REINFORCE

Definition

REINFORCE is a Monte Carlo policy gradient algorithm that directly implements the Policy Gradient Theorem. It updates policy parameters by sampling complete episodes (trajectories) and using the discounted return as a gradient weight.

The update rule:

$θ \leftarrow θ + α \sum_{t = 0}^{T - 1} \nabla_{θ} lo g π_{θ} (a_{t} ∣ s_{t}) \cdot G (τ)$

where $G (τ) = \sum_{t = 0}^{T - 1} γ^{t} r_{t}$ is the return for the entire episode.

Historical Significance

REINFORCE (Williams, 1992) was the first practical implementation of policy gradients.
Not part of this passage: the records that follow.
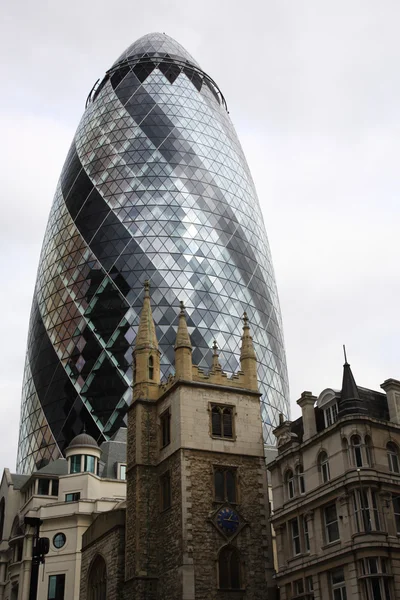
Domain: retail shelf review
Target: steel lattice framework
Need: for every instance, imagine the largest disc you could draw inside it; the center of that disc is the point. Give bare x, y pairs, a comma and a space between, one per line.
155, 186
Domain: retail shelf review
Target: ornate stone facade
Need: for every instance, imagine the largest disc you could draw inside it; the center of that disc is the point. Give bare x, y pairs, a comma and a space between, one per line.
336, 491
197, 512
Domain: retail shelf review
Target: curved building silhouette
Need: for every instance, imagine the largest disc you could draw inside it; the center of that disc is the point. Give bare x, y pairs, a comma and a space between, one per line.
155, 186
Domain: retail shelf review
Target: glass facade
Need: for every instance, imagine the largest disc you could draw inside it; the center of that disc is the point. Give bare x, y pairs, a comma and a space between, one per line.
155, 186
It:

Proved policy gradients were feasible
Avoided value function learning
Provided unbiased gradient estimates
Formed the basis for modern policy gradient methods (Actor-Critic, PPO, etc.)

Intuition

Core Idea

Sample trajectories from the current policy and update it to make high-return episodes more likely:

Roll out an episode from current policy $π_{θ}$
Compute total return $G = \sum r_{t}$
For each step, increase log-probability of that action weighted by the episode return
Repeat

Why It Works

Gradient ascent: Each update increases expected return in the direction of the policy gradient
Unbiased: The gradient estimate has the correct expectation
Model-free: Doesn’t require knowing the environment dynamics
General: Works with any differentiable policy parameterization

Why It’s Limited

High variance: Uses full episode return (compounds over time)
Slow: Needs many episodes for reliable estimates
Episodic only: Requires complete episodes (continuing tasks need horizons)
Credit assignment: All actions share credit/blame for entire trajectory

Algorithm

Pseudocode

Initialize policy parameters θ
Repeat:
  τ ← sample episode from π_θ
  G ← return of τ = Σ γ^t r_t
  θ ← θ + α · G · Σ ∇_θ log π_θ(a_t|s_t)

Batch Version (Clearer for Implementation)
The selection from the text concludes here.